About this blog

Physics can be difficult to learn, but this blog aims to help you get into physics by connecting your GCSE physics lessons with things you see in the world around you.

Friday 13 January 2012

Skating on Water


Dr Em’s fun fact for Friday 13th: whenever you go ice skating, you actually skate on water.

 

Let’s break this down. Remember how your mum used to tell you that ice skates could cut people’s fingers off? That might be just a scare tactic or an excuse but there is some logic behind it. It’s all to do with the fact that ice skates have a very very small area that’s in contact with the ice. That means a very high pressure.

If we say that the ice-skate blade is 25cm long and 1mm wide, we can work out the total area in contact with the ice.

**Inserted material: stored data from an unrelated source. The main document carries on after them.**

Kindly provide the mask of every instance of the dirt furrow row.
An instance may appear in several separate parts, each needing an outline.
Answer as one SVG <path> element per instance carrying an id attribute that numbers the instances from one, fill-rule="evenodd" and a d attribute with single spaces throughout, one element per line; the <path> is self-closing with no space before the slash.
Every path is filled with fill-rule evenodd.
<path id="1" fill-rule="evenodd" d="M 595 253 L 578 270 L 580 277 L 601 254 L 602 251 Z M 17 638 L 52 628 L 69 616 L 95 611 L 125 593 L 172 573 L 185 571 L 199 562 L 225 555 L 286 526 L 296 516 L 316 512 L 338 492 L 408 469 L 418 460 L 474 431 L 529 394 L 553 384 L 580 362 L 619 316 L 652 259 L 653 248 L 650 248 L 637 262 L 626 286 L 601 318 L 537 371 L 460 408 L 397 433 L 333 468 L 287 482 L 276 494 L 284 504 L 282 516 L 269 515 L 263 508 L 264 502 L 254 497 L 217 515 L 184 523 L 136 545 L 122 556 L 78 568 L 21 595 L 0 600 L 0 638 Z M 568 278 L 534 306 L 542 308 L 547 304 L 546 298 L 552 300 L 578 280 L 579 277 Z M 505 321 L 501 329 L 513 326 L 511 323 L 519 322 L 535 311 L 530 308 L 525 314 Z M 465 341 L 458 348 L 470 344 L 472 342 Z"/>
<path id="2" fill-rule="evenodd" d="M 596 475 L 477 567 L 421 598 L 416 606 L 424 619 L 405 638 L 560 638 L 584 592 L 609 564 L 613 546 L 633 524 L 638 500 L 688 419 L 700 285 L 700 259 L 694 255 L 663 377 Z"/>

A = 0.25 x 0.001 = 0.00025 m-squared

Pressure is Force divided by Area so presuming that you weigh 60kg let’s find out the pressure. Assume gravity is 10 m/s/s

F = weight x gravity = 60 x 10 = 600N

So,

P = 600 / 0.00025 = 2400000 Pa = 2.4 MPa

That’s quite a large amount of pressure, certainly enough to melt the localised patch of ice underneath your blades. Of course, it freezes over again more or less as soon as you’ve passed, but the fact remains that you ice-skate on water.

As for fingers, I think we need some volunteers to see whether 2.4 MPa is sufficient to remove one of those…any takers? On second thoughts, that sounds too much like Biology for me.